Date: June 13, 2006
To: Senate Finance & House Economic Matters Committees
From: Heather D. Hamilton, Vice President of Government Affairs, Maryland Chamber of Commerce
Re: Special Session – Public Service Commission – Electric Industry Restructuring
On behalf of the Maryland Chamber of Commerce and our local chamber members, representing more than 20,000 small, medium, and large businesses across the State, I offer the business community’s strong opposition to the above-mentioned emergency legislation.
We have heard a great deal of impassioned discussion about what Maryland should do to help BGE residential customers spread out their electric rate costs over time. As the Maryland General Assembly discusses legislative alternatives, several key points must be considered to ensure that long-term unintended consequences are not overshadowed by short-term goals.
Over the last several months, because of Hurricane Katrina and other global events, Maryland residents and businesses have had to deal with increased costs in many areas, including fuel and energy costs.

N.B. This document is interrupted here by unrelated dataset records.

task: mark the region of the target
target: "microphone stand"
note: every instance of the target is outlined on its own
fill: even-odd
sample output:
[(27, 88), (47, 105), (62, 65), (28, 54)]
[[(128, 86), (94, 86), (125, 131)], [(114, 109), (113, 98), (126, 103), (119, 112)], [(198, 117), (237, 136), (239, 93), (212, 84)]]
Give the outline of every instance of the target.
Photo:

Electricity rates have risen not only in Maryland but nationally as well. While the percentage increase in electricity rates in Maryland is higher than many would like to see, these costs have risen in step with global fuel costs.

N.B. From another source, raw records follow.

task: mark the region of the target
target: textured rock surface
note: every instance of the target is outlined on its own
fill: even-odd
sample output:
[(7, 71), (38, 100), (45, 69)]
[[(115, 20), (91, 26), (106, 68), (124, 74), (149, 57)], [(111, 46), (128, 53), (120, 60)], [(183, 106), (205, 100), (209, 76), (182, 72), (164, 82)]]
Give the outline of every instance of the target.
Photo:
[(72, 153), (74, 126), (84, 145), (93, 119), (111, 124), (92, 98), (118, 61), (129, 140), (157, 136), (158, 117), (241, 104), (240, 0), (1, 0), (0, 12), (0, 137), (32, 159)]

We urge the General Assembly to proceed with caution as it reviews this comprehensive legislation. Our members are very concerned that in a rush to achieve short-term relief, even if well-intentioned, the legislature could unwittingly do damage to Maryland’s business climate.
We want to see Maryland’s businesses grow and flourish. We believe that a healthy business environment is good for the citizens of this State. And, with history as our guide unfair policies drive businesses away. In fact, today, Maryland is home to only five Fortune 500 companies. Plus, many will remember a company that left Maryland. MBNA Corporation, now owned by Bank of America, left Maryland many years ago because of unfair policies and practices. Their move to Delaware was an unintended consequence resulting from past well-intended policies.

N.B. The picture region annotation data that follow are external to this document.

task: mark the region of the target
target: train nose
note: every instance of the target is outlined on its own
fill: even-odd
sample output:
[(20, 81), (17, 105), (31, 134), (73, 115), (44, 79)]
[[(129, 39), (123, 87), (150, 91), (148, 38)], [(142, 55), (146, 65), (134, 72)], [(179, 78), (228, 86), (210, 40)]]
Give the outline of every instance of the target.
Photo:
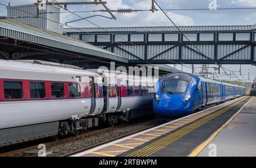
[(171, 99), (165, 99), (159, 101), (156, 108), (155, 113), (160, 116), (168, 116), (170, 113), (170, 104)]
[(165, 99), (159, 102), (156, 112), (162, 116), (184, 115), (187, 108), (183, 102), (176, 99)]
[(186, 105), (183, 101), (171, 99), (169, 113), (172, 116), (183, 115), (187, 112)]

Stability and predictability are two key components that businesses need to operate efficiently and effectively and to compete in this global marketplace. An uncertain and insecure regulatory environment acts as a major deterrent to investment and entrepreneurship. From the business community’s perspective, the comprehensive legislation now being considered by the General Assembly creates an insecure regulatory environment that sends a signal not only to those within this industry but to the business community as a whole.
The State and national business communities are watching this legislation closely and Maryland’s overall legislative determinations on these complex business issues. An unprecedented attempt to severely impair a company within this State will warn other employers, who may be looking to locate or expand in Maryland, that this State’s government is hostile to business.
This legislation is not only about Constellation Energy and the utility industry, but it is also about the future business climate in Maryland. This State needs more strong, growing, and vibrant companies. They create jobs, and they give people the opportunity for wealth and career advancement. But Maryland’s prospects for retaining its companies and encouraging others to bring their operations to this State will be severely compromised if it is known as the State that looks down on success and holds businesses “hostage.” Businesses that play by the rules, should be rewarded, not punished.